In past travels abroad I have pined over the dearth of quality dessert and moved to desperation sought solace in spoonfuls of brownie batter. This summer, hoping to avoid a similarly excruciating experience, I arrived in Ghana with a half-dozen 70% cacao chocolate bars, their importance rivaled only by my passport and shot records. Yet, I needn’t have bothered, for I soon discovered, to my consternation, that the Lumana house had both an oven and a well-stocked kitchen—baked goods serving as an antidote to all yearnings for sweets—and that a short walk to town yielded access to cocoa powder and eggs, a treasure chest of circumstances which meant that another dessert dilemma need not be feared and that I was but a modicum of time and effort away from epicurean satisfaction.
In my time here, I haven’t quailed from the opportunity to add diversity to the monotonous cuisine, but rather have delighted and indulged in it, preparing crepes, banana pancakes, cinnamon cookies, pound cake, and peanut butter—or groundnut butter as it’s locally known—brownies on many a morning, afternoon, and evening, the scope of sweets limited only by my access to, and patience with, the finicky, uncommonly slow internet which provides recipes. Amidst this land of milk and honey, what could I possibly want? As it turns out…the milk.

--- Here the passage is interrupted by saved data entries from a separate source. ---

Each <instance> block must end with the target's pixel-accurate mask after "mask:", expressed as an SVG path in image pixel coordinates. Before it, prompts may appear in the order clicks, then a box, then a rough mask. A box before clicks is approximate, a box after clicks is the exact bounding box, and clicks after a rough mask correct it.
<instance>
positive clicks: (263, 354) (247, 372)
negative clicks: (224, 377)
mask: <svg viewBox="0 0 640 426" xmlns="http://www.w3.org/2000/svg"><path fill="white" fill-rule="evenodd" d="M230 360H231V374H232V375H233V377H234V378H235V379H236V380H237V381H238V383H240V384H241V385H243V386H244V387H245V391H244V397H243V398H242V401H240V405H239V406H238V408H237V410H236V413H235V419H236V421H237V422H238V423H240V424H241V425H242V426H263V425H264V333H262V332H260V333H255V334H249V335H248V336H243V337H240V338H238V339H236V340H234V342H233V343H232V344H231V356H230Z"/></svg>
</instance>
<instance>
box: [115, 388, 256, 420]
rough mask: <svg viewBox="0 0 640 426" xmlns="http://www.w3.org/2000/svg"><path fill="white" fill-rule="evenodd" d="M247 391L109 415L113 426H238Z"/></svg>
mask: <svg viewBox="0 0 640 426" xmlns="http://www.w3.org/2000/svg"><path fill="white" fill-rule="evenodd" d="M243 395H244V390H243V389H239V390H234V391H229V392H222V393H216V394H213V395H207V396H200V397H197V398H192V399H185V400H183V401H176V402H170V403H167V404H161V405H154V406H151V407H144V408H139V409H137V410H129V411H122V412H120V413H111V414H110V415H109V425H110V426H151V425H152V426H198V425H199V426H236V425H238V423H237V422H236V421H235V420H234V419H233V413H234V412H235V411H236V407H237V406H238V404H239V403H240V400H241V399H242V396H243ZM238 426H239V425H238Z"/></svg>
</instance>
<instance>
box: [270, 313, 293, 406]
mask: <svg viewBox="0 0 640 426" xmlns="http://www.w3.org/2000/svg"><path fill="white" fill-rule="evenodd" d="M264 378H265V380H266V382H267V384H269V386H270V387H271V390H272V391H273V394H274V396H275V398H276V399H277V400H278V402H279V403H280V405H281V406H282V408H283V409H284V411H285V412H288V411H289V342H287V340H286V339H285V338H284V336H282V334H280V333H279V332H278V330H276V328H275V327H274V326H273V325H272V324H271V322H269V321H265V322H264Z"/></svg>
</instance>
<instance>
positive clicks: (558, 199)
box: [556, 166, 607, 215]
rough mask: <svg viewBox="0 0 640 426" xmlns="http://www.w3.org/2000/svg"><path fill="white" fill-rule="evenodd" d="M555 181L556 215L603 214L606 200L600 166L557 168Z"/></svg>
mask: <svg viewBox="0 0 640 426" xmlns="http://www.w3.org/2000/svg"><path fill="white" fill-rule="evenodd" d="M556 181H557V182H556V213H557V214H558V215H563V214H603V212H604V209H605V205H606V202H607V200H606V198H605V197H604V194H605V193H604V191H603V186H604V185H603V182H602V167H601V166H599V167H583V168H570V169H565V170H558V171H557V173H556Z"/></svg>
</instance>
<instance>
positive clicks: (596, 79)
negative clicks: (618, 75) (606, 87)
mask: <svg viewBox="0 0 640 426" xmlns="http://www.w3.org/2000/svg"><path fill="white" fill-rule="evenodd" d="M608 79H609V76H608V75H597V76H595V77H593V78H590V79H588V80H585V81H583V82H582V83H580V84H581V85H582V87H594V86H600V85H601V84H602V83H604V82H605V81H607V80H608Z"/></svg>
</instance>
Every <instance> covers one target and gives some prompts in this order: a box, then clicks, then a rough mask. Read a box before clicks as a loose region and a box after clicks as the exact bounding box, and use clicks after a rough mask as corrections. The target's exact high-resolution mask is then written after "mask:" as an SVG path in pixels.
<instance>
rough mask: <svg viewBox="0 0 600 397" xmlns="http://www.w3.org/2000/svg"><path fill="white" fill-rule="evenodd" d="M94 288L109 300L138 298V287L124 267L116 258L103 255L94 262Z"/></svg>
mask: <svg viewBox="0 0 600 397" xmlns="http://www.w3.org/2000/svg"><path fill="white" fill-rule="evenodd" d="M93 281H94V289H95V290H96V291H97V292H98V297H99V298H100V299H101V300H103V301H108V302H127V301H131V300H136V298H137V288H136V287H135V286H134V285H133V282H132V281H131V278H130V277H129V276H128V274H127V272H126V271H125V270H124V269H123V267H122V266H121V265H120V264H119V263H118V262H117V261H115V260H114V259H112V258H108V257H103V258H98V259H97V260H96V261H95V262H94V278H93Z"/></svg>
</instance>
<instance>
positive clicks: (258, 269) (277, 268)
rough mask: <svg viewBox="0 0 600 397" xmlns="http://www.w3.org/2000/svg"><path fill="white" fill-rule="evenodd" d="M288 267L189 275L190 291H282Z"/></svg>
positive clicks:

For what is a brownie, a cookie, a banana pancake without a glass of milk to accompany it, but an incomplete, unperfected, pitiable treat that has yet to reach its potential? And how am I to maintain my health and the strength of my immune system, so as to ward off those ravenous tropical diseases which lie in wait for an opportune time when, weakened by lack of dairy, the white man falls easily to their influence, without my habitual thrice daily consumed cup of milk? Many an oddly named store I have visited in search of that most desirable of bovine beverages, meeting time and again milk in its most corrupted and forlorn states—powdered, evaporated, and soy. Bags of yellow powder, mixed with water, provide not even a simulacrum of the creamy, grassy, mild-sweetness milk, but only a watery, flavorless, too-sweet beverage, topped with yellow-tinged lumps. Cans of evaporated milk trace their origins to the same powder, and soy milk, the juice of a bean, serves as distinct and inferior “milk” which has stolen and shamed the term. Banished along with milk are all of its lovely progeny—cheese, yogurt, cream—such that one cannot find anywhere even a dose of dairy.